Extract hyperlinks from document

GroupDocs.Parser provides functionality to extract hyperlinks from documents including their text, URL, and position information.

Prerequisites

  • GroupDocs.Parser for Python via .NET installed
  • Sample documents containing hyperlinks
  • Basic understanding of hyperlink structure

To extract all hyperlinks from a document:

from groupdocs.parser import Parser

# Create an instance of Parser class
with Parser("./sample.pdf") as parser:
    # Check if hyperlink extraction is supported
    if not parser.features.hyperlinks:
        print("Document doesn't support hyperlink extraction")
        return
    
    # Extract hyperlinks from the document
    hyperlinks = parser.get_hyperlinks()
    
    if hyperlinks:
        # Iterate over hyperlinks
        for hyperlink in hyperlinks:
            # Print the hyperlink text
            print(f"Text: {hyperlink.text}")
            # Print the hyperlink URL
            print(f"URL: {hyperlink.url}")
            # Print page number
            print(f"Page: {hyperlink.page.index + 1}")
            print()

The following sample file is used in this example: sample.pdf

Expected behavior: Returns a collection of PageHyperlinkArea objects representing all hyperlinks found in the document, or None if hyperlink extraction is not supported.

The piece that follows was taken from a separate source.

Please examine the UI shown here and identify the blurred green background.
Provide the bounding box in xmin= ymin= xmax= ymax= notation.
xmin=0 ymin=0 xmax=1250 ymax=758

To extract hyperlinks with detailed position data:

from groupdocs.parser import Parser

# Create an instance of Parser class
with Parser("document.docx") as parser:
    # Check if hyperlink extraction is supported
    if not parser.features.hyperlinks:
        print("Hyperlink extraction not supported")
        return
    
    # Extract hyperlinks
    hyperlinks = parser.get_hyperlinks()
    
    if hyperlinks:
        for idx, hyperlink in enumerate(hyperlinks):
            print(f"Hyperlink {idx + 1}:")
            print(f"  Text: {hyperlink.text}")
            print(f"  URL: {hyperlink.url}")
            print(f"  Page: {hyperlink.page.index + 1}")
            print(f"  Position: ({hyperlink.rectangle.left}, {hyperlink.rectangle.top})")
            print(f"  Size: {hyperlink.rectangle.width}x{hyperlink.rectangle.height}")
            print()

The following sample file is used in this example: document.docx

Expected behavior: Displays comprehensive information about each hyperlink including text, URL, page number, and position coordinates.

Extract and validate URLs

To extract hyperlinks and validate URL formats:

from groupdocs.parser import Parser
import re

def is_valid_url(url):
    """
    Basic URL validation.
    """
    url_pattern = re.compile(
        r'^(https?|ftp)://'  # Protocol
        r'([a-zA-Z0-9.-]+)'   # Domain
        r'(:[0-9]+)?'         # Optional port
        r'(/.*)?$'            # Optional path
    )
    return url_pattern.match(url) is not None

# Create an instance of Parser class
with Parser("webpage.html") as parser:
    if not parser.features.hyperlinks:
        print("Hyperlink extraction not supported")
        return
    
    # Extract hyperlinks
    hyperlinks = parser.get_hyperlinks()
    
    if hyperlinks:
        valid_links = []
        invalid_links = []
        
        for hyperlink in hyperlinks:
            if is_valid_url(hyperlink.url):
                valid_links.append(hyperlink)
            else:
                invalid_links.append(hyperlink)
        
        print(f"Valid hyperlinks: {len(valid_links)}")
        print(f"Invalid hyperlinks: {len(invalid_links)}")
        
        print("\nValid URLs:")
        for link in valid_links[:10]:  # Show first 10
            print(f"  {link.text} -> {link.url}")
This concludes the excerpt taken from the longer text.